"Why are you going home? Can't you find work?"
"Going to pray," said he. "I am going to my village to see my father's grave, and then to a monastery. I would finish my years in Russia and be buried in Russian ground."
"I suppose you didn't take root here; American life doesn't suit you? Didn't you like Americans?"
"Well, I lived with other fellows from our village, and we succeeded sufficiently well. Some seasons we gained a lot of money. But I never felt quite at home. We reckoned we would build a church after a while—a high wooden one that one could see from the wheat-fields when we were at work. But my friend turned evangelical; he became a sort of molokan, and one by one all the other fellows joined him and they went to meetings. I was the only one who remained orthodox. They reckoned I got drunk because I was orthodox; but I reckon I got drunk because they were evangelicals—because they had all deserted me, and I was lonely. It's hard on a man to be all alone."
"And why did you leave, uncle? What determined you to go?"

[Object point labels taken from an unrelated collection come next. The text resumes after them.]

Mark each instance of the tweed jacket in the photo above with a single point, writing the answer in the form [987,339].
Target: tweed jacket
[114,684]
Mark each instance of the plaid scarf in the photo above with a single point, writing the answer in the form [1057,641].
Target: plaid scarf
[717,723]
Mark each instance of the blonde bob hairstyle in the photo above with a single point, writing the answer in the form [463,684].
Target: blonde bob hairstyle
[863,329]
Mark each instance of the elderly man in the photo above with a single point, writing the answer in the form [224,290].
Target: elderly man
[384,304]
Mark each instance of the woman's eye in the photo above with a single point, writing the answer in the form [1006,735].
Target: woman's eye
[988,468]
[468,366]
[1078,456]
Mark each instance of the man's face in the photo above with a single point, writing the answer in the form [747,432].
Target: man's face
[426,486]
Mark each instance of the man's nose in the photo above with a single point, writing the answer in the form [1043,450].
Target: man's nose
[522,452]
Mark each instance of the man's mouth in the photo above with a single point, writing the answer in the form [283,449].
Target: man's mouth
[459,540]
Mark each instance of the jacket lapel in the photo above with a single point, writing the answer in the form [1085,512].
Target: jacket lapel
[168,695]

"I'll tell you. I had a strange dream. I saw my father, who is, as you know, dead long since and in his grave, and I saw a figure of St. Serge—St. Serge was his angel—and both lifted their arms and pointed to the East. I knew it was the East because there was a great red sunset behind them, and they pointed right away from it, in the other direction. When I wakened up I remembered this, and it made a great impression on me. I told Basil, my friend, who worked with me lumbering, and he laughed. 'But,' I said, 'that's not the thing to laugh at.' At last I decided to start for home. The idea that I might die in America and be buried there was always pricking me. I am not American. The American God won't take me when I die. Some of the fellows are going to take out their papers, because a Jew came round pestering them with books to learn English and prepare for examination, saying they ought to make themselves citizens; but that is not for me. I am Russian. Mother Russia! she is mine. They may keep you down and oppress you there, but the land is holy, and men are brothers.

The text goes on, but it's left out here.